Certamente le riforme quadro definiscono un’epistemologia, un progetto (fosse anche destrutturante) ma, senza investimenti, nel corpo vivo dell’istituzione non penetrano. Quel che più pesa e andrebbe considerato, anche più delle pedagogie e delle ideologie sottese alle riforme, è piuttosto il pesante disinvestimento economico-finanziario sul fronte istruzione/educazione/formazione; questa considerazione richiama un’ulteriore domanda che attraversa il testo, con risposte talvolta diverse: se la “scuola del XXI secolo” è una scuola che accentua le differenze di classe, se si è passati ad un sistema che tende a spostare sul privato la “domanda” di istruzione qualificata, relegando il servizio pubblico a servizio assistenzialistico e “di cura”. Ed è ancora sull’asse finanziario che troviamo la risposta: si può certamente dibattere di metodologie e modelli organizzativi, ma rimane sempre determinante quanto le società investono concretamente nei sistemi scolastici. In assenza di strumenti e personale adeguato in numero e qualità, qualsiasi pedagogia non può che fallire nei suoi obiettivi.
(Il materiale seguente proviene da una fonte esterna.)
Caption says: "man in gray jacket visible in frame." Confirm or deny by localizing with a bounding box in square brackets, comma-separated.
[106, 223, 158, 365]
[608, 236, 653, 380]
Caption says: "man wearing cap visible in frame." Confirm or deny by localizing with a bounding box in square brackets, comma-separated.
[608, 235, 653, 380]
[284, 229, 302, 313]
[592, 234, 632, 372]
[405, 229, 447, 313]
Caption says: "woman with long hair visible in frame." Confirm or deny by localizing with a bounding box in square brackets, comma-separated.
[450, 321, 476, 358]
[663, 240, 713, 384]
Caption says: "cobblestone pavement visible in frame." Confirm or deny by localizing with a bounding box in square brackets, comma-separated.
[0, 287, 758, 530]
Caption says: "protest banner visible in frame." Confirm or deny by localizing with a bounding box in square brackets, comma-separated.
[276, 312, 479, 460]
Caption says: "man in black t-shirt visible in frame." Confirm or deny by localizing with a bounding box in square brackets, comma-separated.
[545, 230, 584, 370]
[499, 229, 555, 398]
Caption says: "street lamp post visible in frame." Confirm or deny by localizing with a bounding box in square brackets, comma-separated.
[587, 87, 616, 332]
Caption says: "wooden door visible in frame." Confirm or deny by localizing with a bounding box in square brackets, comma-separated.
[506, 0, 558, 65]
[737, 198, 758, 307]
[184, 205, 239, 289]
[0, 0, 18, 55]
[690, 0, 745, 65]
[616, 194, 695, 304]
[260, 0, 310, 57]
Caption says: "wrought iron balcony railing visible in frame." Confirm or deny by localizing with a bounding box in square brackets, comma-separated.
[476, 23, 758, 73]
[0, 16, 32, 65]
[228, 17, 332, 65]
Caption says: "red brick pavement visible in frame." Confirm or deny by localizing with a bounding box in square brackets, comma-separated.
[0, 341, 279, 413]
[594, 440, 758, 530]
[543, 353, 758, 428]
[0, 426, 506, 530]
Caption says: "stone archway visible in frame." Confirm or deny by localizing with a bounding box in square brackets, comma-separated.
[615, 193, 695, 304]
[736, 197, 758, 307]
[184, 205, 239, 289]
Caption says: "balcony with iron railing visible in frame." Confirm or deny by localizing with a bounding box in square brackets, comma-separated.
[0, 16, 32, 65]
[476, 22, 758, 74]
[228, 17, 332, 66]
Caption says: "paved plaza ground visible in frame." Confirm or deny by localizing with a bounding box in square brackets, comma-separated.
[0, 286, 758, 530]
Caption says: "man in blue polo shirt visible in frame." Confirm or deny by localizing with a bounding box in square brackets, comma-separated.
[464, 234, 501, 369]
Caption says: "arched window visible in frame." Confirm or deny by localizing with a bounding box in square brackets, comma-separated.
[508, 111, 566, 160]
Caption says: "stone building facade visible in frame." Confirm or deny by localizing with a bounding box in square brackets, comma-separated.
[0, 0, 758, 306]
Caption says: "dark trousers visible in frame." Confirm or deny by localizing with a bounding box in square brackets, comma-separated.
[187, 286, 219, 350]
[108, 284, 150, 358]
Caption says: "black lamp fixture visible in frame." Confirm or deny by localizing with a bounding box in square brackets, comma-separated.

Il grosso problema rimane quello degli investimenti che, tra le altre cose, depauperando la scuola pubblica favorisce di certo i flussi verso il privato.

Tirando le somme, come ricorda T. Tussi, “la questione del ‘come fare scuola’ per combattere l’ignoranza e le disuguaglianze sociali resta ancora in piedi” (pag. 114).

“La scuola dell’ignoranza” è indubbiamente un importante contributo critico che ci conduce e costringe a dover definire possibili scenari: tra la distopia di Norberto Bottani (“Requiem per la scuola?”, Il Mulino 2013) per il quale perfino la didattica a distanza si prefigura come possibile “destino” liquido per l’istruzione, e l’utopia della scuola diffusa di Paolo Mottana (“La città educante”, Asterios 2017), ovvero una scuola post-fordista che esce dalla scuola/fabbrica per diluirsi nel territorio, esiste una diversa opzione che non sia la “restaurazione” di un sistema scolastico in continuità con l’impianto gentiliano? Possiamo evitare che la scuola “che un tempo era l’avamposto del futuro” si debba considerare “oggi (…) poco più di una trincea che lotta per non finire nel passato?” (A. Panico pag. 228).